ジェイン・ジェイコブス ─ニューヨーク都市計画革命─ 公式サイト

スラムを輝くモダニズム建築へ変えるロバート・モーゼス

今さらいう必要は特にないだろうけど1950年代のアメリカは、高度経済成長の真っ只中にありました。ニューヨークやシカゴ、ロサンゼルスには郊外から多くの労働者が集まり、なかには高級品であるテレビや自家用車を保有する人々が増え始めるなど大戦終結からわずか10数年で、人々の暮らしは大きく変化しようとしていた。
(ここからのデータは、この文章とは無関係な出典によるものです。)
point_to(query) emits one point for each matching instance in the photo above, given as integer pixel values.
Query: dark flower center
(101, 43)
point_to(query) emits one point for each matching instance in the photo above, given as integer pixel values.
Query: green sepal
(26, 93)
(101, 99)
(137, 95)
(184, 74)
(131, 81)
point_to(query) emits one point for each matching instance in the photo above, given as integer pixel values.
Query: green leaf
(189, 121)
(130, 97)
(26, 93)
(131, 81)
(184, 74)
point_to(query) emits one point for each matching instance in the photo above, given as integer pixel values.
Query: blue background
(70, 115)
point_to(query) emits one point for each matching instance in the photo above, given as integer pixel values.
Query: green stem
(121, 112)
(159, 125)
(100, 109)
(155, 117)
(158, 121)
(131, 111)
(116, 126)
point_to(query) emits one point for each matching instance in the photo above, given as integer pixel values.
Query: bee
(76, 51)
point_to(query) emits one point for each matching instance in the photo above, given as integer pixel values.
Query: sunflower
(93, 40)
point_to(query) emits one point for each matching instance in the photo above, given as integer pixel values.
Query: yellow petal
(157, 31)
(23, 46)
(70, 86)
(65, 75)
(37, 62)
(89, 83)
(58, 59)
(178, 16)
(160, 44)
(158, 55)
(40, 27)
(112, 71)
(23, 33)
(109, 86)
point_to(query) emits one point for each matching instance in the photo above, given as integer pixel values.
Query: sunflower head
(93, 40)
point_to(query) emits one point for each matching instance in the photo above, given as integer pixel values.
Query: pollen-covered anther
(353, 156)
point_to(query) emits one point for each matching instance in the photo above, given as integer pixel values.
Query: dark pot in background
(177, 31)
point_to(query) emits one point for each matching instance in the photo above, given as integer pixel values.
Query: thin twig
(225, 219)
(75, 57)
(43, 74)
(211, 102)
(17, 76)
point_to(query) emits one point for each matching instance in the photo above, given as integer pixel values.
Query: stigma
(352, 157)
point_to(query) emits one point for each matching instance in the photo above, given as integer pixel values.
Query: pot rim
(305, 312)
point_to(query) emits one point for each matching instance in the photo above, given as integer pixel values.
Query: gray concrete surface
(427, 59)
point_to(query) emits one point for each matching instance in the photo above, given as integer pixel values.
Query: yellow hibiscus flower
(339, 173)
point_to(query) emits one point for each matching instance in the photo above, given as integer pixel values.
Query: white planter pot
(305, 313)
Esquire「世界の30都市のヴィンテージ写真|銀座からニューヨーク、ベルリンまで」

ただ、それはあくまで「富裕層」に限定した話。依然として街のあちこちには「スラム」と呼ばれる貧困層が暮らす地区があり、過密した人口は劣悪な衛生状態を引き起こし、地域全体の治安の悪化にも影響していました。そこに目をつけ都市の再生を牽引したのがMaster Builderとの異名を誇り、ニューヨークのランドマークを作り上げてきたロバート・モーゼス(1888~1981)。彼は当時、ニューヨークに数十ヵ所あったスラムを撤去し、代わりに近代的な高層住宅を次々と建設。街一帯を画一的で、均整のとれたコンクリートの箱で埋め尽くしていったのです。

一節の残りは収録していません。